Young takes his successful Shack formula a stage further; weaving into this spiritual encounter a ‘real world’ narrative where Tony literally views the world through the eyes of the other players in the drama. Tony’s consciousness passes from one participant to another through the vector of a kiss. Inside the mind of each individual, he is able to feel what they feel and communicate with them. It sounds like scary stuff and more than a bit weird. But this is a novel, not a work of theology.

It’s the theology that got Young into trouble over his first novel. In ‘Cross Roads’, what he says about faith and religion feels a bit more ‘bolt on’ than ‘built in’. There are a couple of almost rants against the misinterpretation (as Young sees it) of scripture which, though interesting as asides seem almost, irrelevant to story and plot.

Young populates the landscape of Tony’s barren soul with creatures and characters representing the guilt and fear that dominate Tony’s troubled inner being. At its best, this parable reads like a modern Pilgrim’s Progress. At its worst it reads more like something from Alice in Wonderland. Even so, it’s a brave use of literary device that Young might exploit further in a future novel.

The final crisis for Tony comes after his understanding has been radically altered by his encounter with the divine and the human. Empowered to perform one miracle, he has the chance to save or sacrifice himself.
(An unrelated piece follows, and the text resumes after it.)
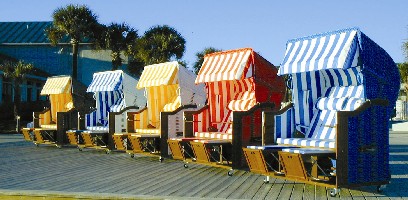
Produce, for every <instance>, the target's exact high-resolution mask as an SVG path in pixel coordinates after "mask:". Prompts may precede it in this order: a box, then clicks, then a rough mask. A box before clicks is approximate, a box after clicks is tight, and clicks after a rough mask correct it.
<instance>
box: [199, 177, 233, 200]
mask: <svg viewBox="0 0 408 200" xmlns="http://www.w3.org/2000/svg"><path fill="white" fill-rule="evenodd" d="M224 173H225V171H224ZM238 174H241V172H239V173H238ZM238 174H234V175H233V176H232V177H229V176H220V177H218V179H217V181H215V182H214V183H213V184H211V185H208V186H207V187H205V188H204V189H202V190H200V191H198V192H196V193H195V196H197V197H207V198H208V195H209V194H212V193H214V192H215V191H219V188H220V187H226V185H228V184H230V183H231V182H233V181H232V180H234V179H236V178H237V176H239V175H238ZM224 175H225V174H224Z"/></svg>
The conclusion is rather drawn out, there are lots of narrative threads that need tying off, and Young prepares you with a great deal of ER style hospital detail. And yes, it is emotional; if you liked ‘The Shack’ you will like this.
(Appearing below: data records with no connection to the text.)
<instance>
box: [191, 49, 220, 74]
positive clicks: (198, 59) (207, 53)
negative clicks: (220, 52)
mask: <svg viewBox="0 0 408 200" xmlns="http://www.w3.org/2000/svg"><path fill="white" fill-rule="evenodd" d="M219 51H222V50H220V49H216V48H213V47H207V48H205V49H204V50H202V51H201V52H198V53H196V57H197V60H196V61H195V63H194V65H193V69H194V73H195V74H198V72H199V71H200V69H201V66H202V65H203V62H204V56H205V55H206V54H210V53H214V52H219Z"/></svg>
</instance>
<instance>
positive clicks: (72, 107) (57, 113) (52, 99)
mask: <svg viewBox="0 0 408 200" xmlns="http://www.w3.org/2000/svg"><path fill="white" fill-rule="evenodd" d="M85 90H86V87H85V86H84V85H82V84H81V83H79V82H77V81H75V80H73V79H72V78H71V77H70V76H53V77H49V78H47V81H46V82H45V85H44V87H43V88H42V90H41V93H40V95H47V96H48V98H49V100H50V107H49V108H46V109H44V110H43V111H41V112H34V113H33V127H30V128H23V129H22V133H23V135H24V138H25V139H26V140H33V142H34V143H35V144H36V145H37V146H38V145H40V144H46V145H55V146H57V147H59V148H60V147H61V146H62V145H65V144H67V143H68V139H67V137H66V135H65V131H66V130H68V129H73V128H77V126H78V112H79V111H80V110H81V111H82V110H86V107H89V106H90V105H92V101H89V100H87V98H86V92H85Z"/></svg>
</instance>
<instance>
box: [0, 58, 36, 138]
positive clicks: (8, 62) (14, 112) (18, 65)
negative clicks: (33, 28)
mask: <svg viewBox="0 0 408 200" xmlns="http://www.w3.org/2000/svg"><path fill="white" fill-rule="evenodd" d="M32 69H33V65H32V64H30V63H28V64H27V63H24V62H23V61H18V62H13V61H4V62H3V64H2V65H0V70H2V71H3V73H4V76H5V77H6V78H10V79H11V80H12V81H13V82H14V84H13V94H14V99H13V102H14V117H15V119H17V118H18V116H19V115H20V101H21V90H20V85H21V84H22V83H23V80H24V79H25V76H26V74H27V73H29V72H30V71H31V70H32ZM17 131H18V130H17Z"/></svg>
‘Cross Roads’ is Young’s latest contribution to a growing genre of Christian fiction in which one or more of the persons of the Trinity turn up in person. More advanced in its narrative than David Gregory’s ‘Dinner With A Perfect Stranger’, it’s much more complex than the more direct style of William Sirls ‘The Reason’.

The most developed novel on the ‘God turns up’ theme is Michael Neale’s ‘The River’. Here the divine nature doesn’t just appear in the landscape of the story, it is the landscape. With all the imagery of JRR Tolkein, this is a new kind of Christian fiction where God might not be named, but is always and unmistakably present. Between them, ‘Cross Roads’, ‘The Reason’ and ‘The River’ give you three different, but equally creative routes to exploring the nature of the divine through the medium of Christian, faith motivated fiction.